Street dance stories feature at Fringe with Betwixt
Liz Hobday |

Street dance is a rigorous art, according to dancer Wanida Serce, though it’s often not treated as such.
“The thing is with street dance, a lot of the time it’s not platformed in a way that can really show that it’s in art form,” Serce told AAP.
The dancer and choreographer’s new show Betwixt, part of the slate at the Adelaide Fringe, combines spoken-word poetry with street dance.
Betwixt takes street dance and makes it personal: each of the five performers spent time with a writer who listened to their stories and created a spoken-word soundtrack from them.
Serce especially wanted to tell the stories of people of colour through her dance collective Pink Matter.
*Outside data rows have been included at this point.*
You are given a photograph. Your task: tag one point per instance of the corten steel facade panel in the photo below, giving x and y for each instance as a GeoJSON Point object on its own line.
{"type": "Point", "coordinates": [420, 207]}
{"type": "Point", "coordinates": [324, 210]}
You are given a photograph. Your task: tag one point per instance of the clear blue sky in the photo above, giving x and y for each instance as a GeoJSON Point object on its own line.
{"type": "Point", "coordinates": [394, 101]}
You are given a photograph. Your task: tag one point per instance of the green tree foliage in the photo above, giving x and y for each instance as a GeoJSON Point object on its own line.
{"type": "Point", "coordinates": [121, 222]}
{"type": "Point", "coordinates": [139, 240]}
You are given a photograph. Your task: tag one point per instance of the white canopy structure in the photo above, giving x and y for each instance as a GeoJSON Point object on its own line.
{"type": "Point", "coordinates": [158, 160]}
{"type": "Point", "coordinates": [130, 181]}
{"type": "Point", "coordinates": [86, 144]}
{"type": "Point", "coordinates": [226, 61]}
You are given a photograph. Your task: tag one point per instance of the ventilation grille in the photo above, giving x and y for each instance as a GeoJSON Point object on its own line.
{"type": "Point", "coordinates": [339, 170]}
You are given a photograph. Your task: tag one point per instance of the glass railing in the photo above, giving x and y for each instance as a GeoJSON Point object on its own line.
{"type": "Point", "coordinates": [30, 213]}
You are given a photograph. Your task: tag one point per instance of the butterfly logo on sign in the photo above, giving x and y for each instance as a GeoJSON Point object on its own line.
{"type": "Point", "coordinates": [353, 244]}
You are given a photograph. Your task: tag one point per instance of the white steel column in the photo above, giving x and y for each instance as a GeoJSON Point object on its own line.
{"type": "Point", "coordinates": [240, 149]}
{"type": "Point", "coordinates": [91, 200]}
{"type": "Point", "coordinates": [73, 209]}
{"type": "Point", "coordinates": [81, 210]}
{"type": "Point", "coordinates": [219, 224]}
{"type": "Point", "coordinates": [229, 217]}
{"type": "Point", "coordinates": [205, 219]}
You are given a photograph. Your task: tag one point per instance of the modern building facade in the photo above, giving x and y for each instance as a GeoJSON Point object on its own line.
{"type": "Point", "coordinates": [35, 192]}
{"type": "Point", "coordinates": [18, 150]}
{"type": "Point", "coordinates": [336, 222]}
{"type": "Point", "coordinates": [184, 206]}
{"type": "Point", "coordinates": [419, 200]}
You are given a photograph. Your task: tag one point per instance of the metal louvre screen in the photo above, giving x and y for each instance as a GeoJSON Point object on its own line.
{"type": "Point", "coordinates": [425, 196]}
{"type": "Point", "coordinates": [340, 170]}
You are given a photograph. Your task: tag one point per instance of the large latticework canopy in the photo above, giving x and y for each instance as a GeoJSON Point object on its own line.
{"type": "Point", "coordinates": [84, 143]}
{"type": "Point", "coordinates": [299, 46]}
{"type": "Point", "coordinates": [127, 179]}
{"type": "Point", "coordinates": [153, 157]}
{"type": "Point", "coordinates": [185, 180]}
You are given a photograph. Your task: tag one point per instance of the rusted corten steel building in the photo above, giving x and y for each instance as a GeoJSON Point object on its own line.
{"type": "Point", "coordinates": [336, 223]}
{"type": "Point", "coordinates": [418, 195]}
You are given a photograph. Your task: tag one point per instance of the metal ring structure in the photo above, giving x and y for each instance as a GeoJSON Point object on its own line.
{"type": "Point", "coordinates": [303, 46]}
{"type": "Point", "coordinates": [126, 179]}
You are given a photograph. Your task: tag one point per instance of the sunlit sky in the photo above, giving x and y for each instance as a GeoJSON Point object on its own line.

“People just see us from the outside, they don’t really know anything about us, so I really want to show what Betwixt represented to me – the in-between,” she said.
The 30-year-old grew up in Logan, south of Brisbane, dancing to hip-hop in her bedroom, loving artists such as Jamaican rapper Sean Paul and Destiny’s Child, and dreaming of being a dancer.
“I always knew, at that time I thought dancing was the only thing I’m good at,” she said.
Street is an umbrella term for non-technical dance styles including hip-hop, breakdancing, popping, dancehall, ballroom and waacking, but even Serce finds it challenging to define what street dance is.
“A lot of black, Latinx and African American people created those styles and it was during a time of a lot of fighting and oppression,” she said.
“Street is a humble journey, it’s full of wisdom, it’s honest, there’s no apologies,” dancer Joshua Taliani told AAP.
Street has evolved to become commercial, featuring in music videos, shows and dance classes. From dancing in her bedroom, Serce has performed at the Commonwealth Games, and in campaigns for Absolut Vodka and Universal Store.
Betwixt premiered to sold-out audiences at Brisbane’s Mad Dance Festival 2022 and is on at the Fringe before a season at Metro Arts in Brisbane.
The show has audiences laughing one moment and crying the next, Serce said.
“They were on such a roller-coaster, I was really happy they came along for the ride.”
Betwixt was developed with Brisbane’s Metro Arts, an organisation that supports individual artists to develop contemporary work.
The Adelaide Fringe runs until March 19.